Further pairings are the ‘XR Mesh 2-seater (yellow)’, 2025, by contemporary British-born, Paris-based contemporary artist LS Gomma in PU rubber, metal mesh and stainless steel juxtaposed by the Berber quality rug of the pioneering French-American artist Louise Bourgeois ,‘Has The Day Invaded The Night? Has the Night Invaded The Day?’, 2009. Bourgeois' rug, produced with the artist herself, the year before her death, derives from her incessant diary writing, which she employed as an on-going dialogue with herself and therapeutic tool, using insomnia to fuel her often psychologically inspired creative output. LS Gomma’s work centres on his hybrid use of materials, notably the combination of polyurethane rubber and industrial metal mesh, often reimagining functional pieces further developed into artefacts.

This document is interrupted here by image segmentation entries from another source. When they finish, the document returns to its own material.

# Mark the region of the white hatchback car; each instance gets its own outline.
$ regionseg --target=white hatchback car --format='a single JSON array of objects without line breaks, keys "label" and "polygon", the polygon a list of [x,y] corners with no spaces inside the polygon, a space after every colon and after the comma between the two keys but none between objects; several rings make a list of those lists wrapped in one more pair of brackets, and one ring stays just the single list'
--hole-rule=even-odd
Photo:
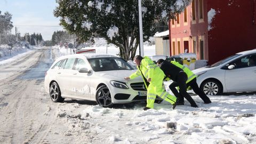
[{"label": "white hatchback car", "polygon": [[134,69],[123,59],[111,55],[79,54],[63,56],[46,73],[45,86],[52,100],[65,98],[96,100],[101,106],[146,101],[141,77],[127,81]]},{"label": "white hatchback car", "polygon": [[256,49],[193,71],[198,76],[200,89],[208,95],[256,91]]}]

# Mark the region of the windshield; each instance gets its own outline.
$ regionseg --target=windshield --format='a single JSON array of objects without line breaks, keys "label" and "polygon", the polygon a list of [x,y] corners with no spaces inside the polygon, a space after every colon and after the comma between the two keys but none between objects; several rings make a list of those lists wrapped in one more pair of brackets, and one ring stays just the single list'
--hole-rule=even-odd
[{"label": "windshield", "polygon": [[209,67],[211,68],[211,67],[218,67],[218,66],[220,66],[220,65],[222,65],[223,63],[226,63],[226,62],[227,62],[227,61],[229,61],[229,60],[231,60],[231,59],[234,59],[235,58],[236,58],[236,57],[238,57],[238,56],[239,56],[239,55],[242,55],[242,54],[236,54],[233,55],[232,55],[232,56],[230,56],[230,57],[228,57],[228,58],[226,58],[226,59],[223,59],[223,60],[220,60],[220,61],[218,61],[218,62],[215,62],[215,63],[213,63],[213,64],[212,64],[212,65],[210,65],[210,66],[209,66]]},{"label": "windshield", "polygon": [[120,58],[92,58],[88,61],[94,71],[134,69]]}]

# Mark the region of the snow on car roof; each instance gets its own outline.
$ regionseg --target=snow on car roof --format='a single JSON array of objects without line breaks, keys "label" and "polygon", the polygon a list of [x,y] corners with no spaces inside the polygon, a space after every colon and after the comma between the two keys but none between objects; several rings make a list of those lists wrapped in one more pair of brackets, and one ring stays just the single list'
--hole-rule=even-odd
[{"label": "snow on car roof", "polygon": [[95,54],[95,53],[87,53],[87,54],[82,54],[83,56],[85,57],[87,59],[91,59],[91,58],[117,58],[118,57],[116,55],[114,55],[112,54]]},{"label": "snow on car roof", "polygon": [[237,53],[237,54],[249,54],[249,53],[254,53],[254,52],[256,52],[256,49],[241,52]]},{"label": "snow on car roof", "polygon": [[86,53],[86,54],[75,54],[71,55],[63,55],[59,57],[57,59],[57,60],[59,60],[60,59],[63,59],[67,58],[81,58],[84,57],[86,59],[91,59],[91,58],[118,58],[117,56],[111,55],[111,54],[95,54],[95,53]]}]

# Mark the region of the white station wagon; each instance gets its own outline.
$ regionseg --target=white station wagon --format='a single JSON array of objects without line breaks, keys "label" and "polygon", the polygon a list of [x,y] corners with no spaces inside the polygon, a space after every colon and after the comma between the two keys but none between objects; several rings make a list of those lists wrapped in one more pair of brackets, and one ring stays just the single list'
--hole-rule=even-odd
[{"label": "white station wagon", "polygon": [[237,53],[195,69],[200,89],[208,95],[256,91],[256,49]]},{"label": "white station wagon", "polygon": [[141,77],[127,81],[135,70],[125,60],[111,55],[79,54],[62,56],[45,74],[45,86],[52,100],[65,98],[95,100],[99,105],[146,101]]}]

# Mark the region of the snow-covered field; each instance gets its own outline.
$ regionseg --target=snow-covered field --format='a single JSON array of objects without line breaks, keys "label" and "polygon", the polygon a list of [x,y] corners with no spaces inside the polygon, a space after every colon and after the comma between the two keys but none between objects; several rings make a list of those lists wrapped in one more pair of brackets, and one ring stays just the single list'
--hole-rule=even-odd
[{"label": "snow-covered field", "polygon": [[[106,54],[106,47],[86,49]],[[194,95],[198,108],[185,100],[174,110],[165,102],[147,111],[143,102],[111,108],[86,100],[53,103],[43,73],[67,51],[39,49],[0,61],[1,143],[256,143],[254,93],[210,97],[210,104]],[[145,45],[145,55],[155,55],[154,49]],[[108,53],[118,53],[108,47]]]}]

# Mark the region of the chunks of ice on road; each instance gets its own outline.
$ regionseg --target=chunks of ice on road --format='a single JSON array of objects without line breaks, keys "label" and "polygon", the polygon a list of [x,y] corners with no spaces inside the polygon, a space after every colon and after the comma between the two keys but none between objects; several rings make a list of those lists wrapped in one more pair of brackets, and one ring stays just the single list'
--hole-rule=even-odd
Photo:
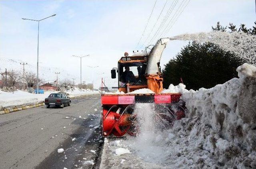
[{"label": "chunks of ice on road", "polygon": [[91,153],[96,153],[96,151],[95,151],[95,150],[92,150],[92,150],[90,150],[90,152],[91,152]]},{"label": "chunks of ice on road", "polygon": [[111,142],[111,145],[117,147],[121,147],[122,145],[120,143],[121,143],[120,140],[115,140],[114,141]]},{"label": "chunks of ice on road", "polygon": [[64,149],[63,148],[60,148],[58,149],[58,152],[59,153],[61,153],[64,151]]},{"label": "chunks of ice on road", "polygon": [[84,163],[84,164],[91,164],[92,165],[94,165],[94,161],[93,161],[93,160],[91,159],[90,160],[86,161]]},{"label": "chunks of ice on road", "polygon": [[131,153],[130,150],[124,148],[118,148],[116,149],[116,154],[120,155],[127,153]]}]

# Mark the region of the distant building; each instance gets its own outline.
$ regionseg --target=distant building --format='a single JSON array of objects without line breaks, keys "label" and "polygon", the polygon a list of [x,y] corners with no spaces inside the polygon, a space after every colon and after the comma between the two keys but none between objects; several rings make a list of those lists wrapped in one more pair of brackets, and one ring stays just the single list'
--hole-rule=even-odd
[{"label": "distant building", "polygon": [[45,90],[57,90],[57,86],[54,84],[49,83],[39,86],[39,88],[44,89]]}]

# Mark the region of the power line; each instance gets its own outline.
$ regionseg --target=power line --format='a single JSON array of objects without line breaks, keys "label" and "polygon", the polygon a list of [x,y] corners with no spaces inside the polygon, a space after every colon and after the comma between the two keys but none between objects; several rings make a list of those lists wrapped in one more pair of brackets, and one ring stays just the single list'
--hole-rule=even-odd
[{"label": "power line", "polygon": [[148,45],[149,45],[151,43],[152,40],[154,39],[154,37],[158,37],[158,35],[159,34],[159,33],[160,32],[160,30],[162,29],[163,26],[165,24],[166,21],[169,18],[169,17],[170,16],[170,14],[172,12],[173,10],[175,8],[178,1],[179,0],[174,0],[172,2],[172,3],[171,6],[168,10],[168,11],[166,12],[166,14],[165,15],[165,16],[164,16],[164,18],[163,19],[163,20],[161,22],[161,24],[158,27],[158,28],[156,30],[150,40],[149,41]]},{"label": "power line", "polygon": [[[166,0],[165,3],[164,3],[164,6],[163,6],[163,8],[162,9],[162,10],[161,11],[161,12],[160,12],[160,14],[159,14],[159,15],[158,16],[158,17],[157,19],[156,20],[156,22],[155,22],[155,24],[154,24],[154,26],[153,26],[153,28],[152,29],[152,30],[154,30],[154,28],[155,28],[155,26],[156,26],[156,24],[157,23],[157,22],[158,22],[159,19],[159,18],[160,18],[160,16],[161,16],[161,15],[162,14],[162,13],[163,12],[163,11],[164,10],[164,8],[165,7],[165,6],[166,4],[167,3],[167,0]],[[141,46],[143,46],[144,45],[146,42],[147,41],[147,40],[148,39],[148,37],[149,37],[149,36],[150,36],[151,33],[151,31],[149,32],[149,33],[148,33],[148,35],[146,39],[144,41],[144,42],[143,42],[143,43],[141,45]]]},{"label": "power line", "polygon": [[[168,24],[166,27],[166,28],[164,28],[164,31],[162,32],[162,33],[161,34],[161,36],[160,36],[161,37],[162,37],[162,35],[165,35],[166,33],[167,33],[167,32],[168,32],[168,31],[170,30],[170,28],[172,27],[172,26],[173,26],[173,25],[175,24],[175,22],[177,21],[177,20],[179,18],[180,16],[180,15],[181,15],[181,14],[183,12],[183,11],[185,9],[186,7],[188,5],[188,3],[189,2],[190,0],[188,0],[188,1],[187,2],[187,3],[186,4],[186,0],[184,0],[180,4],[180,6],[179,6],[179,9],[178,9],[178,10],[177,10],[176,11],[176,12],[175,12],[175,14],[174,14],[174,15],[172,16],[172,17],[171,19],[171,20],[170,20],[170,21],[168,23]],[[184,2],[184,3],[183,3],[183,2]],[[186,4],[186,5],[185,5],[185,4]],[[181,9],[182,8],[183,8],[183,9],[182,9],[182,10],[180,10],[180,12],[179,12],[179,12],[177,13],[177,12],[178,12],[179,10],[179,9]],[[177,14],[176,14],[176,13],[177,13]],[[172,20],[173,18],[174,19],[173,20]],[[175,20],[174,20],[174,19]],[[168,28],[168,27],[169,25],[170,25],[170,24],[171,23],[171,21],[173,21],[173,20],[174,20],[174,22],[172,22],[172,24],[173,24],[171,26],[171,27],[169,29],[168,29],[167,28]]]},{"label": "power line", "polygon": [[150,18],[151,18],[151,16],[152,15],[152,13],[153,13],[153,11],[154,11],[154,9],[155,8],[155,7],[156,6],[156,2],[157,1],[157,0],[156,0],[156,1],[155,2],[155,3],[154,4],[154,6],[153,7],[153,8],[152,8],[152,10],[151,10],[151,13],[150,13],[150,15],[149,16],[149,17],[148,18],[148,21],[147,21],[147,23],[146,24],[146,26],[145,26],[145,28],[144,28],[144,30],[143,31],[143,32],[142,32],[142,34],[141,35],[141,36],[140,36],[140,40],[139,40],[139,41],[138,42],[138,43],[137,44],[137,45],[136,46],[136,48],[137,48],[137,47],[138,47],[138,46],[139,45],[139,44],[140,43],[140,40],[141,40],[141,39],[142,38],[142,37],[143,36],[143,35],[144,35],[144,33],[145,33],[145,31],[146,30],[146,29],[147,28],[147,27],[148,26],[148,22],[149,22],[149,20],[150,19]]},{"label": "power line", "polygon": [[187,7],[187,6],[188,6],[188,3],[189,3],[189,2],[190,2],[190,0],[188,0],[188,2],[187,2],[187,4],[186,4],[186,5],[185,6],[185,7],[183,8],[183,9],[182,9],[182,10],[181,11],[181,12],[180,13],[180,14],[179,14],[179,16],[178,16],[178,17],[176,17],[176,19],[174,21],[174,22],[173,22],[172,24],[172,26],[171,26],[171,27],[170,27],[170,29],[167,29],[167,31],[165,33],[165,34],[164,34],[164,35],[166,35],[166,34],[170,31],[170,30],[171,29],[171,28],[172,28],[172,26],[174,25],[174,24],[175,24],[175,23],[177,21],[177,20],[178,20],[178,18],[180,17],[180,15],[181,15],[181,14],[182,14],[182,13],[183,12],[183,11],[184,11],[184,10],[185,10],[185,9]]}]

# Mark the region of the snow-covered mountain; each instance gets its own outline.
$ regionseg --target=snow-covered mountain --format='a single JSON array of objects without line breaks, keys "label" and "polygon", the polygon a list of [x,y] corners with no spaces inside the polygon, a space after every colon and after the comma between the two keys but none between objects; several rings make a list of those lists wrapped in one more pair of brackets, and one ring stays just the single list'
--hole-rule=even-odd
[{"label": "snow-covered mountain", "polygon": [[[0,72],[5,71],[6,68],[7,69],[8,71],[13,69],[22,71],[23,67],[20,65],[20,63],[24,62],[25,62],[21,59],[0,57]],[[28,65],[25,65],[25,70],[26,72],[31,71],[36,73],[36,63],[35,63],[34,64],[28,63]],[[39,63],[39,77],[45,81],[51,83],[56,80],[55,72],[60,73],[58,76],[61,79],[66,78],[71,80],[72,78],[78,79],[79,77],[79,76],[70,73],[68,70],[64,70],[57,67],[40,66]]]}]

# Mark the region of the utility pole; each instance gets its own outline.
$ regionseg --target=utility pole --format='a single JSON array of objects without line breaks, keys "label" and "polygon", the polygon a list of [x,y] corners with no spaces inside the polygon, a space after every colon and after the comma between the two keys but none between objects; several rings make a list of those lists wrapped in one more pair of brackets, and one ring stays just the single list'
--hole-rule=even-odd
[{"label": "utility pole", "polygon": [[60,73],[60,72],[55,72],[55,74],[56,74],[56,75],[57,75],[57,80],[56,81],[56,82],[57,82],[57,91],[58,91],[58,75]]},{"label": "utility pole", "polygon": [[[80,58],[80,84],[82,85],[82,57],[89,56],[90,56],[90,55],[87,55],[85,56],[76,56],[74,55],[73,55],[72,56]],[[82,90],[82,88],[80,88],[80,90]]]},{"label": "utility pole", "polygon": [[73,85],[74,87],[75,86],[75,80],[76,79],[75,78],[72,78],[72,79],[73,79]]},{"label": "utility pole", "polygon": [[51,17],[52,16],[54,16],[55,15],[56,15],[56,14],[54,14],[54,15],[52,15],[51,16],[48,16],[48,17],[46,17],[44,19],[42,19],[40,20],[31,20],[30,19],[21,18],[22,20],[30,20],[31,21],[36,21],[38,22],[38,33],[37,33],[37,73],[36,73],[37,74],[36,82],[37,83],[37,84],[36,86],[37,90],[36,90],[37,91],[36,93],[38,94],[39,93],[39,82],[38,80],[38,63],[39,63],[39,22],[40,22],[40,21],[42,20],[44,20],[49,18],[50,17]]},{"label": "utility pole", "polygon": [[23,90],[25,90],[25,83],[25,83],[25,65],[28,65],[28,63],[20,63],[20,65],[23,65]]}]

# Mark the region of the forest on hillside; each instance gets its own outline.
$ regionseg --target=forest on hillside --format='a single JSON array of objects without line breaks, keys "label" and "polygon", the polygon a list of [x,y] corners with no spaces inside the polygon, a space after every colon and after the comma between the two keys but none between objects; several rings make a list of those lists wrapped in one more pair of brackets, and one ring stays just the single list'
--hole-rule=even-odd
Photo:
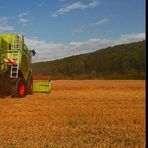
[{"label": "forest on hillside", "polygon": [[145,79],[145,40],[32,65],[51,79]]}]

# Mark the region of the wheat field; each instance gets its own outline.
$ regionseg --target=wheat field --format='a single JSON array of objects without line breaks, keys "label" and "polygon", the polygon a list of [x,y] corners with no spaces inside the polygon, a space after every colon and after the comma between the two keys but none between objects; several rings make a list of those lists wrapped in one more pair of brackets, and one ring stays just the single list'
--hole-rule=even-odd
[{"label": "wheat field", "polygon": [[57,80],[0,98],[0,148],[144,148],[144,80]]}]

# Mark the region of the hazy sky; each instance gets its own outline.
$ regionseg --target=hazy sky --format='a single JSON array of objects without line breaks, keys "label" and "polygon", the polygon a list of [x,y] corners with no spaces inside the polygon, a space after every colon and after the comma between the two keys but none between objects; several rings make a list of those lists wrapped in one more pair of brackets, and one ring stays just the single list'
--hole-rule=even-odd
[{"label": "hazy sky", "polygon": [[33,61],[145,39],[144,0],[0,0],[0,33],[22,33]]}]

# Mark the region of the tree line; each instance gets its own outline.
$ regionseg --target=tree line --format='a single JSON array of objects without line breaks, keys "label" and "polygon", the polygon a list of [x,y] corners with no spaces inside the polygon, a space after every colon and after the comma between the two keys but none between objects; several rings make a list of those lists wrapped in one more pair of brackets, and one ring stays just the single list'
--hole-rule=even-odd
[{"label": "tree line", "polygon": [[32,65],[52,79],[145,79],[145,40]]}]

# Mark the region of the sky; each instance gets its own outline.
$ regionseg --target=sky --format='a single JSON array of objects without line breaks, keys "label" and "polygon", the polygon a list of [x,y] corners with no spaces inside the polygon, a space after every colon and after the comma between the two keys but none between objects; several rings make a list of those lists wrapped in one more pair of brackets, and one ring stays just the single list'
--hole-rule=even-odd
[{"label": "sky", "polygon": [[145,0],[0,0],[0,34],[21,33],[33,62],[145,39]]}]

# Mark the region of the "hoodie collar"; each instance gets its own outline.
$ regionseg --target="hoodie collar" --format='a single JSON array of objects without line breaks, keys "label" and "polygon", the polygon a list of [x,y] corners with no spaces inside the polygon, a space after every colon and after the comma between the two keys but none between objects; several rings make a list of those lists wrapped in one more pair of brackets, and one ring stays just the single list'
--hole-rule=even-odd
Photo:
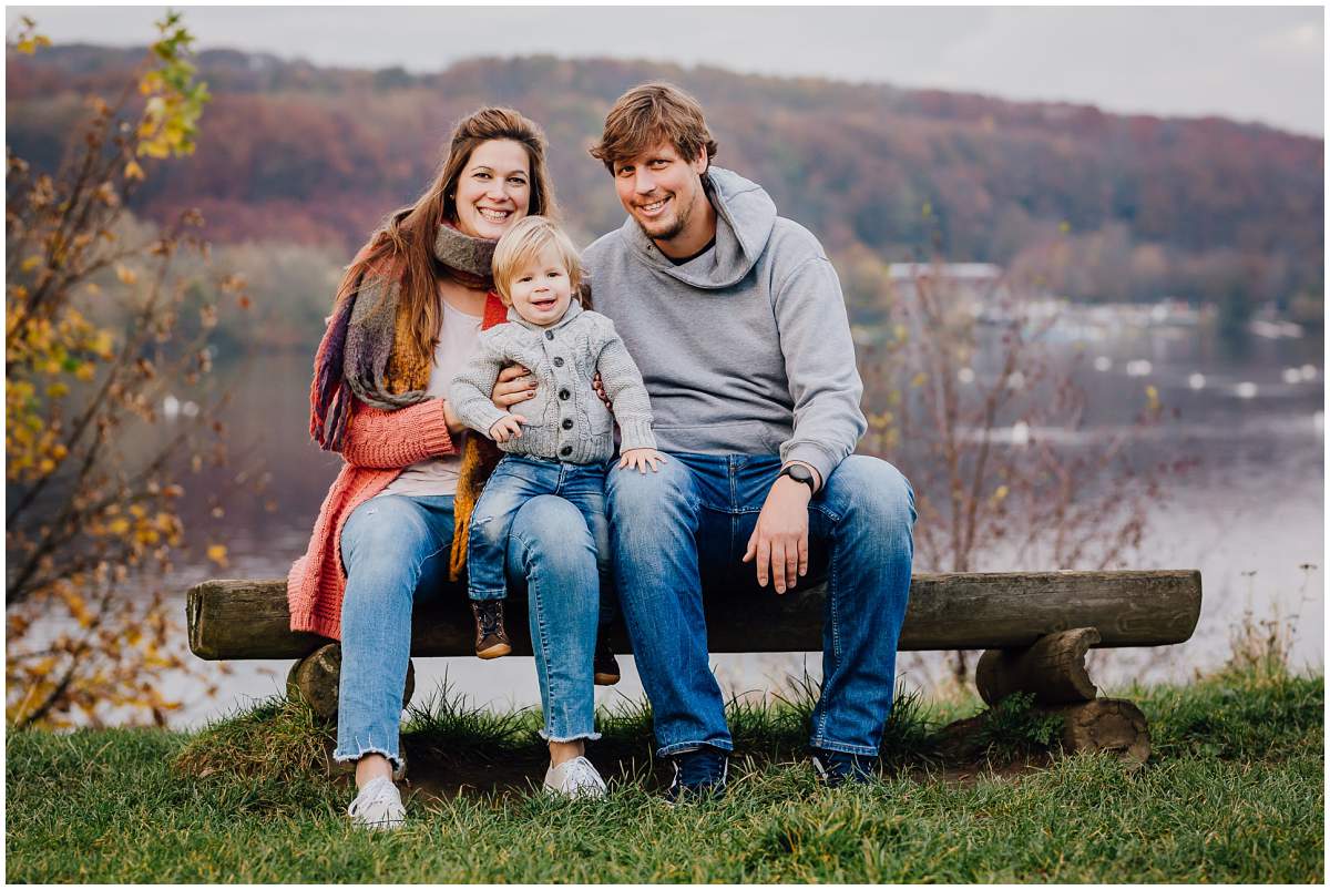
[{"label": "hoodie collar", "polygon": [[568,310],[564,313],[564,317],[560,318],[553,325],[532,325],[525,318],[523,318],[521,315],[519,315],[517,310],[513,306],[508,307],[508,321],[513,322],[516,325],[521,325],[528,331],[556,331],[560,327],[563,327],[564,325],[567,325],[568,322],[571,322],[572,319],[575,319],[579,315],[581,315],[583,311],[584,310],[581,307],[581,301],[579,301],[576,297],[573,297],[571,301],[568,301]]},{"label": "hoodie collar", "polygon": [[730,287],[753,269],[775,225],[775,204],[755,182],[712,166],[702,174],[706,197],[716,209],[716,249],[676,266],[629,217],[621,229],[633,253],[645,265],[693,287]]}]

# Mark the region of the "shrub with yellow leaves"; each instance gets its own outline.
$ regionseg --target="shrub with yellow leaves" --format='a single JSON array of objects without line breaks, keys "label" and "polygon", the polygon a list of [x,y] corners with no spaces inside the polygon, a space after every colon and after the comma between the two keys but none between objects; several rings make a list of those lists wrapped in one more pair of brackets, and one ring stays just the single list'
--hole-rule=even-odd
[{"label": "shrub with yellow leaves", "polygon": [[[1060,262],[1057,246],[1048,263]],[[1129,564],[1168,478],[1194,466],[1138,459],[1136,446],[1169,416],[1158,391],[1145,387],[1133,423],[1092,435],[1089,396],[1076,378],[1085,355],[1051,347],[1059,314],[1041,286],[1047,270],[974,283],[934,250],[907,277],[875,277],[876,313],[894,323],[859,350],[868,420],[861,448],[911,482],[915,569]],[[862,270],[859,278],[870,279]],[[955,653],[955,680],[963,684],[968,670],[966,653]]]},{"label": "shrub with yellow leaves", "polygon": [[[184,543],[176,476],[221,460],[201,411],[162,435],[165,387],[201,383],[203,339],[178,333],[206,257],[197,212],[124,237],[126,204],[153,165],[193,152],[206,85],[178,13],[112,102],[88,101],[65,161],[36,172],[7,149],[5,716],[12,726],[162,722],[178,706],[158,680],[190,668],[168,617],[162,572]],[[31,19],[9,52],[49,45]],[[198,287],[193,289],[200,290]],[[213,289],[207,289],[213,290]],[[215,289],[215,293],[231,293]],[[247,302],[247,298],[246,298]],[[201,309],[215,318],[215,306]],[[116,319],[117,329],[101,319]],[[200,396],[203,398],[203,396]],[[152,430],[145,435],[144,430]],[[148,440],[148,452],[125,447]],[[197,463],[196,463],[197,460]],[[223,548],[225,552],[225,548]]]}]

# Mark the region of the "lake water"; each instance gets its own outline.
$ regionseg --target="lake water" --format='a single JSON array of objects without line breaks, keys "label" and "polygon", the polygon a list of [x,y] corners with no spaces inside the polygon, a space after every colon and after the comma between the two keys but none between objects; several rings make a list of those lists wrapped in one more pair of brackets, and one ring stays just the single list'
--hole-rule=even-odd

Now almost forty years ago, Christopher Farr started out in the 1990s, an era fuelled by post-industrial reinvention, low-fi and DIY attitude to artistic output, when creatives could more easily acquire disused buildings as studios, or business premises in undeveloped parts of the capital. For Radford, this period of invention seemed distant, and he sought out the creative renegades and individuals who embraced this need for material exploration and original sculptural production. Progressive Permanence is a meeting of this different experience, brought together by a shared desire to provide a platform for original thinkers and progressive pieces, which are not derivative, but classics of their era and over time.